Jakarta (Greeners) – Memasuki musim penghujan, bencana banjir yang kerap kali terjadi mampu memicu menularnya berbagai macam penyakit. Salah satunya leptospirosis.
Air, tanah hingga lumpur yang terkontaminasi kotoran hewan terinfeksi menularkan penyakit tersebut. Dinas Kesehatan Provinsi Jawa Tengah (Jateng) mencatat terdapat 389 kasus leptospirosis sepanjang tahun 2022, sebanyak 55 penderitanya meninggal dunia. Penyakit ini paling banyak ada di daerah Klaten.
Epidemiolog dari Griffith University Australia Dicky Budiman menyatakan, leptospirosis merupakan penyakit zoonosis berasal dari bakteri Leptospira interrogans yang hewan tularkan ke manusia.
Kasus leptospirosis di Jawa Tengah hendaknya menjadi kewaspadaan di semua wilayah Indonesia. “Terutama karena penyakit ini kerap terjadi di wilayah tropis seperti di Indonesia,” katanya kepada Greeners, Jumat (28/10).
Tikus Reservoir Leptospirosis
Tikus, babi dan mamalis sejenis menjadi reservoir penyakit leptospirosis melalui kotorannya. Kotoran ini mencemari makanan, air, hingga tanah.
“Manusia yang kontak dengan cemaran itu akan terinfeksi. Terlebih dengan sanitasi yang buruk dan banjir. Itulah kenapa saat banjir seperti ini lebih banyak kasus penyakit ini,” jelas dia.
Penderita penyakit ini memiliki gejala mirip dengan penyakit endemik lain di Indonesia, seperti demam berdarah. Misalnya, mulai dari demam, nyeri otot, batuk, gangguan pencernaan hingga keluarnya bintik merah.
Masalahnya, terdapat tahap lanjutan dari penyakit leptospirosis yang mengancam organ-organ penting sehingga berdampak fatal. “Termasuk gagal ginjal akut, kesulitan buang air kecil dan berujung pada kematian,” ungkapnya.
Ia menyebut, tingkat kematian atau fatalitas penyakit leptospirosis lebih tinggi daripada demam berdarah.
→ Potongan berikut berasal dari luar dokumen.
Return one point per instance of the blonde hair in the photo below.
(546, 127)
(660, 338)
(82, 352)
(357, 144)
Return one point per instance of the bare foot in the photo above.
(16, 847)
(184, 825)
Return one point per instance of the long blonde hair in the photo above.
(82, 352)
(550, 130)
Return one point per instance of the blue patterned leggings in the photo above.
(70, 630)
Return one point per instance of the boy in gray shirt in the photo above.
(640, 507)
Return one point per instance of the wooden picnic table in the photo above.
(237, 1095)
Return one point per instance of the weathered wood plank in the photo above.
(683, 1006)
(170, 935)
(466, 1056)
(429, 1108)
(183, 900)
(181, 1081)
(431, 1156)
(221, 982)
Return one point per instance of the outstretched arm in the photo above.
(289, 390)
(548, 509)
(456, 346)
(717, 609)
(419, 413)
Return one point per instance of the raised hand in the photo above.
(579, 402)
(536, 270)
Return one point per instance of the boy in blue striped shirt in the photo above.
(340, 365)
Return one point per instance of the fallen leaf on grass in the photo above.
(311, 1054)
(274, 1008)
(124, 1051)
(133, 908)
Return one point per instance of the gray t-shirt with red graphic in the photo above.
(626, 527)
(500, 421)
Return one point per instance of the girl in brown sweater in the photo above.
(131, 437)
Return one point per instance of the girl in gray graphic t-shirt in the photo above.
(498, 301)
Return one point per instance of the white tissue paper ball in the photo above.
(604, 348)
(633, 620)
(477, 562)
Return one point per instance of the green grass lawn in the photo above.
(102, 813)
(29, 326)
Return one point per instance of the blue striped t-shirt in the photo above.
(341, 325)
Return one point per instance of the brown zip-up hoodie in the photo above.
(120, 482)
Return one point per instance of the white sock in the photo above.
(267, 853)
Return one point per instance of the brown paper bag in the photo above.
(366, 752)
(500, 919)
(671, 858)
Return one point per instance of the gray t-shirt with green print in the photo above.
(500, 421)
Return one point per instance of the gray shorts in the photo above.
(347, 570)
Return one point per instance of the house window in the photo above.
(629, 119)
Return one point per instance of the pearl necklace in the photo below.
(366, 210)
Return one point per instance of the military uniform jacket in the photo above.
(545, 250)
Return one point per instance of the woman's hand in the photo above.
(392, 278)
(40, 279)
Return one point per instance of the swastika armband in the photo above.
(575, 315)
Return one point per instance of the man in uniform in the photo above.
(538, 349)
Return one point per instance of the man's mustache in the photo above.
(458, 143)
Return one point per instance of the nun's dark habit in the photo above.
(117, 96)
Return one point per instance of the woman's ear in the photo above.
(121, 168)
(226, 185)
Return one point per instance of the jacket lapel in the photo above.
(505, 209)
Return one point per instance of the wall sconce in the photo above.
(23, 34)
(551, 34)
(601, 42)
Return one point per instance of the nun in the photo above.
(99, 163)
Jika demam berdarah hanya sekitar dua hingga tiga persen maka leptospirosis bisa mencapai 50 persen.
Jangan sampai, sambung dia penanganan penyakit ini dipandang remeh, terutama pada kelompok rawan seperti anak-anak, hingga lansia penderita komorbid.
Perhatikan Sanitasi Lingkungan
Dicky menekankan pentingnya sanitasi lingkungan yang baik untuk pemulihan gejala penderita. Selain itu, di saat musim penghujan dan banjir, petugas kesehatan harus memiliki kecurigaan terhadap penyakit ini.
Dicky menyebut, penyakit ini jadi pengingat pentingnya pendekatan one health yang menekankan hubungan manusia, hewan dan lingkungannya.
“Tantangan mengatasi penyakit ini, utamanya di negara berkembang seperti Indonesia cara untuk memastikan sanitasi lingkungan. Di samping itu perilaku masyarakat yang tidak higienis, penyediaan air bersih hingga kesehatan hewan yang buruk,” paparnya.
Jika tidak ada perbaikan di berbagai aspek tersebut maka penyakit leptospirosis ini bisa mewabah di Indonesia.
“Ini harus menjadi concern pemerintah karena untuk mengatasinya tidak bisa seperti kasus pemadam kebakaran. Tapi permasalahan lingkungan, air, tanah belum teratasi sehingga penyakit-penyakit ini akan timbul dan menjadi masalah terutama saat banjir,” tandasnya.